Department of Radiology and Imaging Sciences, National Institutes of Health, Clinical Center, Bethesda, MD, USA.
AJR Am J Roentgenol. 2009 Dec;193(6):1500-3. doi: 10.2214/AJR.09.3365.
Although most cases of swine-origin influenza A (H1N1) virus (S-OIV) have been self-limited, fatal cases raise questions about virulence and radiology's role in early detection. We describe the radiographic and CT findings in a fatal S-OIV infection.
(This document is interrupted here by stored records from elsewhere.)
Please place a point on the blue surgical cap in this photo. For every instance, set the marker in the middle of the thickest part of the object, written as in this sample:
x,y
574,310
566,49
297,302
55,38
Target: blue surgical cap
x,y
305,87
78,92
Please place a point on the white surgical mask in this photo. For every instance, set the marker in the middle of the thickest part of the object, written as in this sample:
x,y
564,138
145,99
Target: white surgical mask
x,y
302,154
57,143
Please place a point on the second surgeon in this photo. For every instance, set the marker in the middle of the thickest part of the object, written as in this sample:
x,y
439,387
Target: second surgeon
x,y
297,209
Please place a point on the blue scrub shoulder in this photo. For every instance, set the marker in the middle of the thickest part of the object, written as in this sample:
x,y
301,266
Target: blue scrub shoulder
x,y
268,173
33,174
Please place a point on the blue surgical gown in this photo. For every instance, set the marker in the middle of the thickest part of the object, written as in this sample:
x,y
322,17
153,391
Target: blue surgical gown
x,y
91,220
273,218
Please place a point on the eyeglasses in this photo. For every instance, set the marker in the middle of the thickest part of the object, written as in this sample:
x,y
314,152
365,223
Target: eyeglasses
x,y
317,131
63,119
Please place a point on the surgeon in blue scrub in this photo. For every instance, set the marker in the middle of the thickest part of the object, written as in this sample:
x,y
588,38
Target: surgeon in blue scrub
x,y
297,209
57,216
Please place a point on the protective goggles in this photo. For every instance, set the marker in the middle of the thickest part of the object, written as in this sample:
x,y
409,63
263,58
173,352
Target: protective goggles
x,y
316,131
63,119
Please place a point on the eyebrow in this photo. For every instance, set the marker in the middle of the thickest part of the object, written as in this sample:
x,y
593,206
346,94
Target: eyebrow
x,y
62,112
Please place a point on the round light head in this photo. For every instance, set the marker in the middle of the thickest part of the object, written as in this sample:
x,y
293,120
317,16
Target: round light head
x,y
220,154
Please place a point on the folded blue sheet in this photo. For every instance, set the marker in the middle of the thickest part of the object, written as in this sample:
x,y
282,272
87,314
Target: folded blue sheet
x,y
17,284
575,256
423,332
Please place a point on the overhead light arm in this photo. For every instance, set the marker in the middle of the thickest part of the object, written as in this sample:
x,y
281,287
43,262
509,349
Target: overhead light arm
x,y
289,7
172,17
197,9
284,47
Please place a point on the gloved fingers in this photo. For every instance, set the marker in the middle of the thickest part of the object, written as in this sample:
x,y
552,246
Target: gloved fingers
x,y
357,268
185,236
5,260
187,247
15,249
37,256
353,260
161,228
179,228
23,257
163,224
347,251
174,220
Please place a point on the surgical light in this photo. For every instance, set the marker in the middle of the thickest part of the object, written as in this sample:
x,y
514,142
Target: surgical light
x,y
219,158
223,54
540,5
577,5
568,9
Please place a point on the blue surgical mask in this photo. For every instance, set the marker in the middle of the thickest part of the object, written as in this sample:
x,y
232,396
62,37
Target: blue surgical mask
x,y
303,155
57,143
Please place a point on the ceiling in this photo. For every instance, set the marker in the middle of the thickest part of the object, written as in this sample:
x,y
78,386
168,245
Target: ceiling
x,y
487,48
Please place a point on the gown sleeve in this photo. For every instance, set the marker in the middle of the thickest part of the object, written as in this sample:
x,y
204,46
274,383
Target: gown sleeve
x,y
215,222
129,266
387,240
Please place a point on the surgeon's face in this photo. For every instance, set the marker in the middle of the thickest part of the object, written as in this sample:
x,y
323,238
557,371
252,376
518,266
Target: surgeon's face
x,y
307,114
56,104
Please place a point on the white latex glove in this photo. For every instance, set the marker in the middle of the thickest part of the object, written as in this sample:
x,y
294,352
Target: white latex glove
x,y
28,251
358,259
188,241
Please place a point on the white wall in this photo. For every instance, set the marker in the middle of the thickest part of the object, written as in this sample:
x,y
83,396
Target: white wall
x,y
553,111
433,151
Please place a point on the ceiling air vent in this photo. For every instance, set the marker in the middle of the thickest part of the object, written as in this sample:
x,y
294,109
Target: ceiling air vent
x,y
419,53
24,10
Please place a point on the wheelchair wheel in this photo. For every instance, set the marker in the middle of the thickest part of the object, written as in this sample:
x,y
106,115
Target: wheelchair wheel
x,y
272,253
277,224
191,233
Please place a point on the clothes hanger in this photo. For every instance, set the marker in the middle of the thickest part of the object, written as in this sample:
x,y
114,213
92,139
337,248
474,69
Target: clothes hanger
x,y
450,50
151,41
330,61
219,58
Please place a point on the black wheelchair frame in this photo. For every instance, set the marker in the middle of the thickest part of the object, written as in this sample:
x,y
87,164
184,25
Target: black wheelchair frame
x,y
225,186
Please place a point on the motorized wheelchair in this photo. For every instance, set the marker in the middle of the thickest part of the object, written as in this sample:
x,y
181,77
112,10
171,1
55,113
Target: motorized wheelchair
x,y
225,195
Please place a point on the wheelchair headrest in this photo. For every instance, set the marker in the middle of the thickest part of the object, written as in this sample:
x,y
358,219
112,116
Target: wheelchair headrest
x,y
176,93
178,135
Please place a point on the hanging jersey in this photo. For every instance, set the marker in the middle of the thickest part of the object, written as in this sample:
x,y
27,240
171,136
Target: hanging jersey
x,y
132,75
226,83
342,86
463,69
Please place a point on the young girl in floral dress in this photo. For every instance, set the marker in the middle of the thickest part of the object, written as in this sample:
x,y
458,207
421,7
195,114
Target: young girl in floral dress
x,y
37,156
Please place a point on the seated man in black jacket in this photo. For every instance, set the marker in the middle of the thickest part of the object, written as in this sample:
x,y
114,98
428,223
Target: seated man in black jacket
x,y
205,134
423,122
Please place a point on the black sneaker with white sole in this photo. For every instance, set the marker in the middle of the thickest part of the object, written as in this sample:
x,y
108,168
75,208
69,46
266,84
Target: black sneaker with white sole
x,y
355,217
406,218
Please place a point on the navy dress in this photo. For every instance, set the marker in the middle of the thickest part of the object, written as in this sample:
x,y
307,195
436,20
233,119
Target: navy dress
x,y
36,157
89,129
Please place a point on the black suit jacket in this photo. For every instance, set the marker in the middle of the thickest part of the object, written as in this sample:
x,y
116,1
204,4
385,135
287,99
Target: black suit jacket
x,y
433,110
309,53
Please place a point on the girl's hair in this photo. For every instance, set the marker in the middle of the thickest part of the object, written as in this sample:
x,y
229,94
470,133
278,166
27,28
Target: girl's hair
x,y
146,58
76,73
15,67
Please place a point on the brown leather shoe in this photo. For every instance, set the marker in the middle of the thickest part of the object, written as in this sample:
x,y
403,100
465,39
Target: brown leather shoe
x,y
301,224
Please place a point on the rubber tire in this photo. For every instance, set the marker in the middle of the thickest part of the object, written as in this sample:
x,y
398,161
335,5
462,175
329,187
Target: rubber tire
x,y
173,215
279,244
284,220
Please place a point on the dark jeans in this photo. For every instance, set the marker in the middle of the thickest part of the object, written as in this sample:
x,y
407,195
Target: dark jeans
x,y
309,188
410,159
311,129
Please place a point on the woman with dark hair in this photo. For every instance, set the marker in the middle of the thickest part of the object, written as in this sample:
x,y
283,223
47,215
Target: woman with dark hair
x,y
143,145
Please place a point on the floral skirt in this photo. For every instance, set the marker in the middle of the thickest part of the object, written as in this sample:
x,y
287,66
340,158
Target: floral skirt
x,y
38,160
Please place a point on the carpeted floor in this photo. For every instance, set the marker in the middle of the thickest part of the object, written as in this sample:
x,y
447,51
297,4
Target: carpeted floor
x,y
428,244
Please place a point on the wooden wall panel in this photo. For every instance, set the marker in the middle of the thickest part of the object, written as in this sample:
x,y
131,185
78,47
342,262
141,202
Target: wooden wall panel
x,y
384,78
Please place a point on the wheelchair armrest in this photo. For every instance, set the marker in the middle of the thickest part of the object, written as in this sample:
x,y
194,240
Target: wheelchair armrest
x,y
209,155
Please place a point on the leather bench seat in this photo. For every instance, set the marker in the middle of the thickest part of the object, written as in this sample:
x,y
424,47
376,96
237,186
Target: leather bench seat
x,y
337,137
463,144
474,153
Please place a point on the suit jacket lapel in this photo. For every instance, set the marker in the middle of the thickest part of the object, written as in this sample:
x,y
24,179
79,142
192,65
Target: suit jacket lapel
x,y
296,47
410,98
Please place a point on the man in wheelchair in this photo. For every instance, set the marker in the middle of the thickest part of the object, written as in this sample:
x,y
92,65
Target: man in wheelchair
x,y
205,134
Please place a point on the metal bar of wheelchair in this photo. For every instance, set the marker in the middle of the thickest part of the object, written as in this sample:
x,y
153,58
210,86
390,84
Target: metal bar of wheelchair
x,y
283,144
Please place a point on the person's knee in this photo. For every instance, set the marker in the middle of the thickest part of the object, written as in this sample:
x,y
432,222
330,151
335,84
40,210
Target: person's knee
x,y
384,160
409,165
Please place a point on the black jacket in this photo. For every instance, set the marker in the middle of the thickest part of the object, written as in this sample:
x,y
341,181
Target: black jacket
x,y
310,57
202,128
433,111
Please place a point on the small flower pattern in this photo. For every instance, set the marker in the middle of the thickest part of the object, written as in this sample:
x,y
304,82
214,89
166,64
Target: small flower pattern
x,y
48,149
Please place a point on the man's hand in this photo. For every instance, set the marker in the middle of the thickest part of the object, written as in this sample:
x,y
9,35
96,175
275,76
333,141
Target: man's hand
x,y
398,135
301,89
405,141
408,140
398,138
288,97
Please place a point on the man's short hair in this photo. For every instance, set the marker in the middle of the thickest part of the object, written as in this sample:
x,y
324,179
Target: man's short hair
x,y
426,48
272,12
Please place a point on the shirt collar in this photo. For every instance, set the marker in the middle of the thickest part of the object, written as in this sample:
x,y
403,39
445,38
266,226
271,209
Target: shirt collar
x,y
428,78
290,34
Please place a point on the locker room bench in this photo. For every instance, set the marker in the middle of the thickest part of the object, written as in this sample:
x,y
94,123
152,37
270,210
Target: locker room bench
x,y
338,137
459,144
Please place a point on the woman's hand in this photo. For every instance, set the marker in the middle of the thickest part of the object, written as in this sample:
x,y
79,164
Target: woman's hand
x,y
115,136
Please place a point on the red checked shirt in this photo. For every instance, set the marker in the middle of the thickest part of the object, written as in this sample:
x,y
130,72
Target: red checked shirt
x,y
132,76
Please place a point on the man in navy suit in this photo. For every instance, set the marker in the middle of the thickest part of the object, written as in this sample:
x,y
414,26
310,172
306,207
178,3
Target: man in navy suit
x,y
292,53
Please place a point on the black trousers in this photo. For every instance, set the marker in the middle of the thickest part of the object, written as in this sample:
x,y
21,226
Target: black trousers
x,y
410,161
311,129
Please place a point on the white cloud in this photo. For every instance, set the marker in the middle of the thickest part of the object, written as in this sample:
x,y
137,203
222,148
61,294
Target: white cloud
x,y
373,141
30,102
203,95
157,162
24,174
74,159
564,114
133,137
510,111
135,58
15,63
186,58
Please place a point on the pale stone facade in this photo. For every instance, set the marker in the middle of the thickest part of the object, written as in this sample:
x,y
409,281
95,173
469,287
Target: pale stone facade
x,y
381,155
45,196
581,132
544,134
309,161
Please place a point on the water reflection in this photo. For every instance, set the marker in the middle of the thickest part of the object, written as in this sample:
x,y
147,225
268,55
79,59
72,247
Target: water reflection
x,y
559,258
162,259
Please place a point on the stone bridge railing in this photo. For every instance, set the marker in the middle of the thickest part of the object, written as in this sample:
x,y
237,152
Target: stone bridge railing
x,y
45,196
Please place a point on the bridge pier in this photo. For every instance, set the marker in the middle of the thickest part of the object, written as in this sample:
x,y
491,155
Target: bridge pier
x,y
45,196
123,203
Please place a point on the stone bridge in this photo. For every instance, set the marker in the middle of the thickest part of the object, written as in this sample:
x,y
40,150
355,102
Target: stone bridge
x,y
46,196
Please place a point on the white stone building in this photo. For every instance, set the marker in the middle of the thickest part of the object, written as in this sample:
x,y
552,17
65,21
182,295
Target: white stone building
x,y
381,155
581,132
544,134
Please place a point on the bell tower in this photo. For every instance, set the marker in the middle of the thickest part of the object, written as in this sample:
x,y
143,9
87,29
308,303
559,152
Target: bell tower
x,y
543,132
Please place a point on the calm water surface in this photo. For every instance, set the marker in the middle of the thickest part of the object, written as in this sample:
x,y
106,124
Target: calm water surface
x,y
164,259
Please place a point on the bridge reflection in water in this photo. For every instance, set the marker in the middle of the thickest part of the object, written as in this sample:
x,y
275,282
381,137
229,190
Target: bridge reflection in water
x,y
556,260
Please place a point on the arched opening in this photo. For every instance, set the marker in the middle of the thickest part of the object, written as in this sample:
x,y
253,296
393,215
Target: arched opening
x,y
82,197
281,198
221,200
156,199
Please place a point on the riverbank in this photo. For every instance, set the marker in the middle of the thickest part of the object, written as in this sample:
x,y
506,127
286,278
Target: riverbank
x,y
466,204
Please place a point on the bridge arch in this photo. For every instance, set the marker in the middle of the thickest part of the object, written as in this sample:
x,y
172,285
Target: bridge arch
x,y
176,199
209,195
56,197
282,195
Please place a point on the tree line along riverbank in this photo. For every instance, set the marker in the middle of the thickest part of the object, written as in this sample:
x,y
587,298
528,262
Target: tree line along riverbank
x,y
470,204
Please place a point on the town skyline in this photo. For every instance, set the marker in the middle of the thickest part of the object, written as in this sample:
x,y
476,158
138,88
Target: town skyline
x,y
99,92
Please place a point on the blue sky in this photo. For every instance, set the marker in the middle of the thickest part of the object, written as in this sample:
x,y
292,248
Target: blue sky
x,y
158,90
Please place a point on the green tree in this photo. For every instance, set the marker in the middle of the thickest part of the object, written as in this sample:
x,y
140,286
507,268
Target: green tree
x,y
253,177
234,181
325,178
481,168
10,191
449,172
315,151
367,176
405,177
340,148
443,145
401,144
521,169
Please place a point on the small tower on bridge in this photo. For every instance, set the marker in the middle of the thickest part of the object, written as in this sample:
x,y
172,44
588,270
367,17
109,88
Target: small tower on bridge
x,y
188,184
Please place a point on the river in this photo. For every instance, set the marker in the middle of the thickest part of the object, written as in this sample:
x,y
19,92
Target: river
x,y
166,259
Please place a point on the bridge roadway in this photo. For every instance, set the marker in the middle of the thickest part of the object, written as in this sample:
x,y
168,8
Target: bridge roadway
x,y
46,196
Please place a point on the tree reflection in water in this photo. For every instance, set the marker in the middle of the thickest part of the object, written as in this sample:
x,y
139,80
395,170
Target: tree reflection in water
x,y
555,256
Radiography showed peripheral lung opacities. CT revealed peripheral ground-glass opacities suggesting peribronchial injury. These imaging findings raised suspicion of S-OIV despite negative H1N1 influenza rapid antigen test results from two nasopharyngeal swabs; subsequently, those results were proven to be false-negatives by reverse transcriptase polymerase chain reaction. This case suggests a role for CT in the early recognition of severe S-OIV.
尽管大多数猪源甲型 H1N1 流感病毒(S-OIV)感染病例为自限性,但致死病例引发了关于其毒力和放射学在早期检测中作用的疑问。我们描述了一例致死性 S-OIV 感染的放射学和 CT 表现。
X 线表现为外周肺实变。CT 显示外周磨玻璃影,提示支气管周围损伤。尽管两次鼻咽拭子的 H1N1 流感快速抗原检测结果均为阴性,但这些影像学表现仍提示存在 S-OIV 感染的可能;随后,逆转录聚合酶链反应证实这些结果为假阴性。本病例提示 CT 在早期识别重症 S-OIV 中具有一定作用。